This is an older version of the book now known as Think Python. You might prefer to read a more recent version.

How to Think Like a Computer Scientist

Chapter 9

Tuples

9.1 Mutability and tuples

So far, you have seen two compound types: strings, which are made up of characters; and lists, which are made up of elements of any type. One of the differences we noted is that the elements of a list can be modified, but the characters in a string cannot. In other words, strings are immutable and lists are mutable.

There is another type in Python called a tuple that is similar to a list except that it is immutable. Syntactically, a tuple is a comma-separated list of values:

>>> tuple = 'a', 'b', 'c', 'd', 'e'

Although it is not necessary, it is conventional to enclose tuples in parentheses:

>>> tuple = ('a', 'b', 'c', 'd', 'e')

To create a tuple with a single element, we have to include the final comma:

>>> t1 = ('a',) >>> type(t1) <type 'tuple'>

Without the comma, Python treats ('a') as a string in parentheses:

>>> t2 = ('a') >>> type(t2) <type 'str'>

Syntax issues aside, the operations on tuples are the same as the operations on lists. The index operator selects an element from a tuple.

>>> tuple = ('a', 'b', 'c', 'd', 'e') >>> tuple[0] 'a'

And the slice operator selects a range of elements.

>>> tuple[1:3] ('b', 'c')

But if we try to modify one of the elements of the tuple, we get an error:

>>> tuple[0] = 'A' TypeError: object doesn't support item assignment

Of course, even if we can't modify the elements of a tuple, we can replace it with a different tuple:

>>> tuple = ('A',) + tuple[1:] >>> tuple ('A', 'b', 'c', 'd', 'e')

9.2 Tuple assignment

Once in a while, it is useful to swap the values of two variables. With conventional assignment statements, we have to use a temporary variable.

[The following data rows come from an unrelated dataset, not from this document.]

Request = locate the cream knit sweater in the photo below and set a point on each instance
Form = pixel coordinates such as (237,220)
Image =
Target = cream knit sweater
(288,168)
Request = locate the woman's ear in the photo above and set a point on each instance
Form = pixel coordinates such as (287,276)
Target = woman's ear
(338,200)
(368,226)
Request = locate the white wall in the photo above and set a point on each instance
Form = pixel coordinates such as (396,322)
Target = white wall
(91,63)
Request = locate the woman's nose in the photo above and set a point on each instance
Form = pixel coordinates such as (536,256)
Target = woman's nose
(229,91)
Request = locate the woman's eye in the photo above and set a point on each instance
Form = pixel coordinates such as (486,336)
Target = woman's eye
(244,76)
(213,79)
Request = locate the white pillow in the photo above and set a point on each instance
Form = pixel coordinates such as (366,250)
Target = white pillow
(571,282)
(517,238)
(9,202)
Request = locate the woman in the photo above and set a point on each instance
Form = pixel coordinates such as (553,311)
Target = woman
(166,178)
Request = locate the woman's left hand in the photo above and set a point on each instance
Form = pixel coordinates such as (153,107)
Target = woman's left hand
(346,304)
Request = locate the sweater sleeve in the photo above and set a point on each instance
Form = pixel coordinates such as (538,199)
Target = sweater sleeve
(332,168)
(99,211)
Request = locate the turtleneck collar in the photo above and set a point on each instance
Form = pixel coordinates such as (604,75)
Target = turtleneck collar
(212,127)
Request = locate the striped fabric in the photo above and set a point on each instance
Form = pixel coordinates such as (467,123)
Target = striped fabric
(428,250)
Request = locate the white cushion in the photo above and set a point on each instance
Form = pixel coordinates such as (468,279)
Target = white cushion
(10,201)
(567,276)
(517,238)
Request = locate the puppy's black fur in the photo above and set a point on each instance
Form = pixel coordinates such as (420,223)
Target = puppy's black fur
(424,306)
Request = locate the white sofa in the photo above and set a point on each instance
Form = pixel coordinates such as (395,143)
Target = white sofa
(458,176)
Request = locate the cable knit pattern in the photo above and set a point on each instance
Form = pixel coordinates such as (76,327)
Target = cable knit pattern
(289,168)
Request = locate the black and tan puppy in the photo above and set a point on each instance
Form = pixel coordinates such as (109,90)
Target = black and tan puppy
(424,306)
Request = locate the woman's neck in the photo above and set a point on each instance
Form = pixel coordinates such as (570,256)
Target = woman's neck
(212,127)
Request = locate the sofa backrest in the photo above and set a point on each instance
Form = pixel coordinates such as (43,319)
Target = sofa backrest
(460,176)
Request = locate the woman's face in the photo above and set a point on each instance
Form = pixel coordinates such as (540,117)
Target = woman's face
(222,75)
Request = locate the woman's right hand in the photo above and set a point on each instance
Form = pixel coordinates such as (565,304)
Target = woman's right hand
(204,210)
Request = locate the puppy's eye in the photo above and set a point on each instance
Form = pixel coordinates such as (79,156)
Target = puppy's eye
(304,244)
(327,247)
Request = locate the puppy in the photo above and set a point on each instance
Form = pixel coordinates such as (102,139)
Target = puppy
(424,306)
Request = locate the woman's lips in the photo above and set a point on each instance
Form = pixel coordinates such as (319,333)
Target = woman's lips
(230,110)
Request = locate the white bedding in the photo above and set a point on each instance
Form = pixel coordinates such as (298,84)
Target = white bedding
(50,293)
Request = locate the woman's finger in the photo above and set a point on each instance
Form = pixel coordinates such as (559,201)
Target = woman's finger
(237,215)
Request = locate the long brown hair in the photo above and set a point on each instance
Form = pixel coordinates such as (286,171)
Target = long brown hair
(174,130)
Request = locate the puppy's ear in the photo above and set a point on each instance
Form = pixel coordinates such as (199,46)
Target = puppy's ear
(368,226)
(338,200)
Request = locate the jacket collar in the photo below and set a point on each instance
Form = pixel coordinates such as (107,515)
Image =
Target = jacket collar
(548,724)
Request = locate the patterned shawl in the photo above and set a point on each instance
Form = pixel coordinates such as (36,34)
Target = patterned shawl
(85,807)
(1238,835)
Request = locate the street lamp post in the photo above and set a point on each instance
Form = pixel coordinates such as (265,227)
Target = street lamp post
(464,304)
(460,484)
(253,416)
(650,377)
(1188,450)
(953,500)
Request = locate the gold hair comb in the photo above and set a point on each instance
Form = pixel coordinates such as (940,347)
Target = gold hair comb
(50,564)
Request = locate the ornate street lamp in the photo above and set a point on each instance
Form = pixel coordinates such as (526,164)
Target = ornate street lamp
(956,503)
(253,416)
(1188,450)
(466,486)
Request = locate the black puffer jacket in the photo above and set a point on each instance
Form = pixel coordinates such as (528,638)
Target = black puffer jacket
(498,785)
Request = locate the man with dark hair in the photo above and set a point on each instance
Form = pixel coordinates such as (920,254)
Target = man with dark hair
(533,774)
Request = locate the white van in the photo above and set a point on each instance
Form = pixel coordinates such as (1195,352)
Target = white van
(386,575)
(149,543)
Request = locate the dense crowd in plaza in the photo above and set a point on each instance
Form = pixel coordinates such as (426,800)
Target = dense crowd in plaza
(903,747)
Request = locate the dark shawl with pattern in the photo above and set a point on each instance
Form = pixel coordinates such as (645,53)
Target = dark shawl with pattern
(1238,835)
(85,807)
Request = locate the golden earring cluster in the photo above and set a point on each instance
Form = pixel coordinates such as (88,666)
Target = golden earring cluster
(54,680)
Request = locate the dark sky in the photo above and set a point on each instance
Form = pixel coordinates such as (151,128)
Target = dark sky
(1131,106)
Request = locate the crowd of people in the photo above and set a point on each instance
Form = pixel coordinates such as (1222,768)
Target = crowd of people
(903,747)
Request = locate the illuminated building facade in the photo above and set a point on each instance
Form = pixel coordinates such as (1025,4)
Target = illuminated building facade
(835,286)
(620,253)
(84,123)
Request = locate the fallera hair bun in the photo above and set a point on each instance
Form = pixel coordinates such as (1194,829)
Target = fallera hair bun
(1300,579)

For example, to swap a and b:

>>> temp = a >>> a = b >>> b = temp

If we have to do this often, this approach becomes cumbersome. Python provides a form of tuple assignment that solves this problem neatly:

>>> a, b = b, a

The left side is a tuple of variables; the right side is a tuple of values. Each value is assigned to its respective variable. All the expressions on the right side are evaluated before any of the assignments. This feature makes tuple assignment quite versatile.

Naturally, the number of variables on the left and the number of values on the right have to be the same:

>>> a, b, c, d = 1, 2, 3 ValueError: unpack tuple of wrong size

9.3 Tuples as return values

Functions can return tuples as return values. For example, we could write a function that swaps two parameters:

def swap(x, y): return y, x

Then we can assign the return value to a tuple with two variables:

a, b = swap(a, b)

In this case, there is no great advantage in making swap a function. In fact, there is a danger in trying to encapsulate swap, which is the following tempting mistake:

def swap(x, y): # incorrect version x, y = y, x

If we call this function like this:

swap(a, b)

then a and x are aliases for the same value. Changing x inside swap makes x refer to a different value, but it has no effect on a in __main__. Similarly, changing y has no effect on b.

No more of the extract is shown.